Electronic Arts has been another major consolidating force in the mobile game market. Playfish, Chillingo, Firemint, Popcap — they've spread their considerable money around the mobile space as they acquire talent, too. In fairness, though, EA has mostly kept those efforts distinct, using its own marketing and branding when it's appropriate. The problem, of course, is that EA has required its subsidiaries to use really obnoxious in app purchase systems to keep gamers paying to play. But that may have happened for some of these games regardless.
A big umbrella can protect you from the rain
Lest we think it's all horrible, acquisitions can benefit small studios, too. The mobile game market has become dramatically more competitive as more and more customers flock to app stores to get their game fixes, and large studio budgets give small shops the ability to focus on game development, letting other people worry about more esoteric problems like marketing.
Big publishers can also help small subsidiaries acquire licenses and IP they'd never be able to get on their own, enabling some formerly indie devs to produce "dream games" based on popular properties of yore or modern movie, TV show and other tie-ins, raising the profile of their games.
Small developers that work with a larger publisher are also able to tie in to common infrastructure and platform development to help offset the cost of not just producing but also hosting games with big social components. They're better able to react to issues like scaling.
A big company can cushion its smaller subsidiaries against fluctuations in the marketplace, but sometimes small studios are the first to get cut loose when a big fish starts losing money.

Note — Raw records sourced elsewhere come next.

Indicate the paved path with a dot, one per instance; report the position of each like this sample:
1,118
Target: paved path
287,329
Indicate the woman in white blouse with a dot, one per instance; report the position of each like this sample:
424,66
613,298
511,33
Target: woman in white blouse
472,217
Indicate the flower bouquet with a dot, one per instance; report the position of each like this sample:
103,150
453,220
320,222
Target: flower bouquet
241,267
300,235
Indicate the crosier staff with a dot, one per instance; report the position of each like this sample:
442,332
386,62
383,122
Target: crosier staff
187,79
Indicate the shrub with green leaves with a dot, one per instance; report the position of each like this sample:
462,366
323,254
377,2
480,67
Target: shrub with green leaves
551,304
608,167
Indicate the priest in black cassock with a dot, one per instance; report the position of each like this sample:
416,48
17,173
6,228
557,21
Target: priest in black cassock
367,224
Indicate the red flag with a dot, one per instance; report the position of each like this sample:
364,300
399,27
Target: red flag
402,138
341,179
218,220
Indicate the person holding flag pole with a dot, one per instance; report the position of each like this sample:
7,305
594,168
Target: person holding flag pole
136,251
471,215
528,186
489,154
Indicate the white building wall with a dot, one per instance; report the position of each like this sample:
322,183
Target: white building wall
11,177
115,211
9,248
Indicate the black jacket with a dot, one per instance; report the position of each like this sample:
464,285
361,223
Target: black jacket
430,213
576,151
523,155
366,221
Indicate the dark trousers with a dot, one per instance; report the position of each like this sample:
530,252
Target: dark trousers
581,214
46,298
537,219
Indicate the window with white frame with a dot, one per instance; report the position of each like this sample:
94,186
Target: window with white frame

So it's a double-edged sword.
Caveat emptor
Over the years I've seen many gamers get upset about this cycle of innovation, acquisition, consolidation and evenutally, contraction. A lot of times that anger and disappointment is accompanied by a sense of entitlement: I've invested money and time in this game, so my opinion matters.
No, it really doesn't — at the end of the day, your transaction with the company ended the minute you paid for the game, and that's all there is. You have no more a say in the way they run their business than they have a say in how you run yours. Obviously you're entitled to spend future dollars how you see fit, which may explain why a game like Draw Something did so tremendously well while Draw Something 2 didn't.
But this cycle didn't start with mobile games — it's gone on in the console market for years, and has been going on in with the PC since their was a PC game industry.
It won't stop — it's the cost, and the risk, of doing business in the video game market.
So caveat emptor: let the buyer beware. Don't assume that the company you buy a game from today is going to be around tomorrow. When it comes to games, you have to be a bit mercenary about these things.